Robotic inguinal hernia repair is safe and effective. 1) Proper training, including simulators and proctors, is necessary; 2) having the same operating room team and an interested first assistant at the OR table is very helpful; 3) the learning curve is about 50 patients; 4) postoperative narcotics are rarely more than three hydrocodone pills; 4) no fixation of the mesh is necessary, but fibrin sealant was used routinely in these patients; and 5) urinary retention is the most common postoperative issue and is best planned for by knowing the patients urinary history, use of peripheral alpha-blockers, and straight catheterization in the OR at the conclusion of the surgery. OR time was longer than standard laparoscopic herniorrhaphy but decreased with experience. The robotic technique allowed for an excellent view of the myopectineal orifice and appears to have a low complication rate.
腹腔镜腹股沟疝修补术相较于开放手术具有某些优势,包括疼痛减轻和更早恢复正常活动。
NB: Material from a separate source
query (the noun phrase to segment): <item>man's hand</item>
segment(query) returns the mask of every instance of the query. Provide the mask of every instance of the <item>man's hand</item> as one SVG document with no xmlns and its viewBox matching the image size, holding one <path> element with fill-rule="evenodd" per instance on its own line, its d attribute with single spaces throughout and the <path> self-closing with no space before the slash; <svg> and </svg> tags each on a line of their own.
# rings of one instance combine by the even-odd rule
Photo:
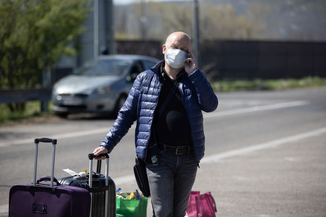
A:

机器人手术增加了高清视野和可弯曲器械。这种增强的灵活性可使腹腔镜疝修补术更加精细,同时获得耻骨肌孔的关键视野,这应能减少复发和并发症。我们进行了一系列由一位在单一机构拥有丰富腹腔镜疝手术经验的外科医生实施的机器人辅助腹腔镜腹股沟疝修补术,并对文献进行了回顾,以确定机器人辅助腹腔镜腹股沟疝修补术在微创手术中的作用。
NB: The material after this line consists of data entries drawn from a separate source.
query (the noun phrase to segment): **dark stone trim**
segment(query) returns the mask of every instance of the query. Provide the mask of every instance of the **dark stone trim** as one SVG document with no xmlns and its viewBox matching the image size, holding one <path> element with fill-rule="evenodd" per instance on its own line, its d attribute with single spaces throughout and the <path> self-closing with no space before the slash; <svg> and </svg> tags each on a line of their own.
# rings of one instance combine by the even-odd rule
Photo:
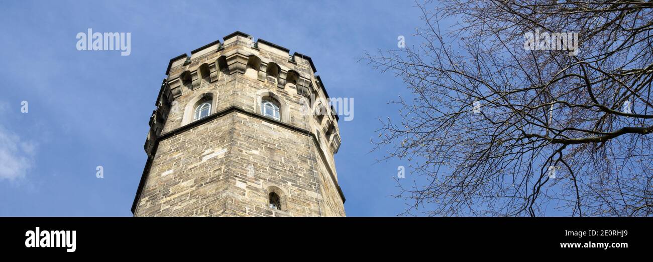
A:
<svg viewBox="0 0 653 262">
<path fill-rule="evenodd" d="M 197 49 L 196 49 L 195 50 L 191 51 L 191 55 L 193 55 L 193 53 L 197 53 L 197 52 L 199 52 L 200 51 L 202 51 L 202 49 L 208 48 L 209 46 L 213 46 L 213 45 L 216 44 L 220 44 L 220 40 L 219 39 L 216 40 L 215 41 L 213 41 L 213 42 L 212 42 L 210 43 L 206 44 L 202 46 L 201 48 L 197 48 Z"/>
<path fill-rule="evenodd" d="M 142 175 L 141 175 L 140 177 L 140 182 L 138 182 L 138 189 L 136 189 L 136 196 L 134 197 L 134 202 L 131 205 L 132 214 L 135 214 L 135 212 L 136 211 L 136 206 L 138 204 L 138 201 L 140 200 L 140 193 L 143 190 L 143 187 L 145 186 L 145 181 L 147 180 L 148 175 L 150 174 L 150 168 L 151 167 L 152 162 L 154 160 L 154 156 L 156 155 L 157 150 L 159 148 L 159 142 L 165 139 L 182 134 L 184 132 L 192 129 L 193 128 L 202 125 L 206 123 L 219 118 L 220 117 L 224 116 L 225 115 L 227 115 L 232 112 L 238 112 L 244 115 L 247 115 L 248 116 L 257 118 L 272 124 L 275 124 L 287 129 L 290 129 L 291 130 L 296 131 L 306 136 L 309 136 L 313 138 L 313 141 L 315 143 L 315 145 L 317 145 L 317 148 L 319 149 L 321 149 L 321 148 L 320 147 L 320 144 L 317 140 L 317 138 L 315 137 L 315 134 L 313 134 L 310 131 L 308 131 L 304 128 L 293 126 L 291 124 L 285 123 L 281 121 L 274 120 L 269 117 L 266 117 L 263 115 L 257 113 L 246 111 L 236 106 L 232 106 L 223 110 L 220 110 L 219 111 L 216 112 L 202 119 L 193 121 L 188 124 L 180 127 L 177 129 L 173 130 L 172 131 L 168 132 L 163 134 L 163 136 L 157 138 L 156 140 L 155 140 L 154 141 L 154 146 L 152 148 L 152 156 L 148 157 L 148 161 L 145 163 L 145 167 L 143 169 L 143 173 Z M 322 157 L 323 161 L 325 162 L 325 164 L 328 163 L 328 162 L 326 162 L 326 157 L 324 154 L 323 151 L 318 150 L 318 151 L 319 152 L 320 156 Z M 340 195 L 340 198 L 342 199 L 342 203 L 344 203 L 346 199 L 345 199 L 345 194 L 342 192 L 342 189 L 340 188 L 340 186 L 338 184 L 338 181 L 336 180 L 336 177 L 334 175 L 333 172 L 331 171 L 330 167 L 327 167 L 326 169 L 327 170 L 328 170 L 329 176 L 331 177 L 331 180 L 333 181 L 334 184 L 336 185 L 336 188 L 338 189 L 338 192 Z"/>
<path fill-rule="evenodd" d="M 170 74 L 170 68 L 171 66 L 172 66 L 172 62 L 174 62 L 176 60 L 179 60 L 179 59 L 182 58 L 182 57 L 185 57 L 185 58 L 187 59 L 188 58 L 188 55 L 187 55 L 185 53 L 182 53 L 181 55 L 177 55 L 176 57 L 174 57 L 174 58 L 173 58 L 172 59 L 170 59 L 170 63 L 168 63 L 168 68 L 165 70 L 165 75 L 166 76 L 167 76 L 168 74 Z"/>
<path fill-rule="evenodd" d="M 313 64 L 313 59 L 311 59 L 311 57 L 308 55 L 304 55 L 297 52 L 295 52 L 295 54 L 293 55 L 299 55 L 302 57 L 302 58 L 308 60 L 308 63 L 311 64 L 311 68 L 313 69 L 313 73 L 317 72 L 317 70 L 315 69 L 315 65 Z"/>
<path fill-rule="evenodd" d="M 236 32 L 234 32 L 234 33 L 231 33 L 229 35 L 227 35 L 225 37 L 223 37 L 222 40 L 226 41 L 227 39 L 231 38 L 234 37 L 234 36 L 237 36 L 237 35 L 241 36 L 243 36 L 243 37 L 249 37 L 249 36 L 251 36 L 249 35 L 246 34 L 246 33 L 242 33 L 242 32 L 241 32 L 240 31 L 237 31 Z"/>
<path fill-rule="evenodd" d="M 289 49 L 284 48 L 284 47 L 283 47 L 281 46 L 278 45 L 278 44 L 274 44 L 274 43 L 271 43 L 270 42 L 266 41 L 266 40 L 263 40 L 261 38 L 259 38 L 259 40 L 257 40 L 257 42 L 261 42 L 261 43 L 265 44 L 266 44 L 268 46 L 274 47 L 275 48 L 278 48 L 278 49 L 280 49 L 280 50 L 283 50 L 284 51 L 287 51 L 287 52 L 290 53 L 290 50 Z"/>
</svg>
2012年4月至2020年3月期间共进行了1000例腹腔镜腹股沟疝手术。在此期间,有420例机器人经腹腹膜前(TAPP)手术。对医院记录和随访护理进行了前瞻性回顾,并收集了年龄、性别、美国麻醉医师协会(ASA)分级和手术时间等数据。术后两周、八周和十六周进行随访。所有患者均同意参与研究。
94%的患者为男性。平均年龄57.8岁,范围为18 - 85岁。ASA平均分级为2.01,最常见的合并症为高血压、高胆固醇血症和胃食管反流病。体重指数(BMI)在19 - 40.5之间,平均为26.6。63例患者(15%)同时进行了脐疝修补术。手术室(OR)时间为25 - 140分钟,平均为54.36分钟,且随着经验增加而减少。1例巨大左侧阴囊疝患者转为开放手术,1例患者术后7天发生乙状结肠憩室穿孔,4例在直接疝修补术后间接复发。尿潴留是最棘手的术后情况。
机器人腹股沟疝修补术安全有效。1)适当的培训,包括模拟器和指导者,是必要的;2)拥有相同的手术室团队和手术台上感兴趣的第一助手非常有帮助;3)学习曲线约为50例患者;4)术后使用的麻醉药很少超过三片氢可酮;4)无需固定补片,但这些患者常规使用纤维蛋白密封剂;5)尿潴留是最常见的术后问题,最好通过了解患者的排尿史、使用外周α受体阻滞剂以及在手术结束时在手术室进行直接导尿来做好应对准备。手术室时间比标准腹腔镜疝修补术长,但随着经验增加而减少。机器人技术可提供耻骨肌孔的极佳视野,且并发症发生率似乎较低。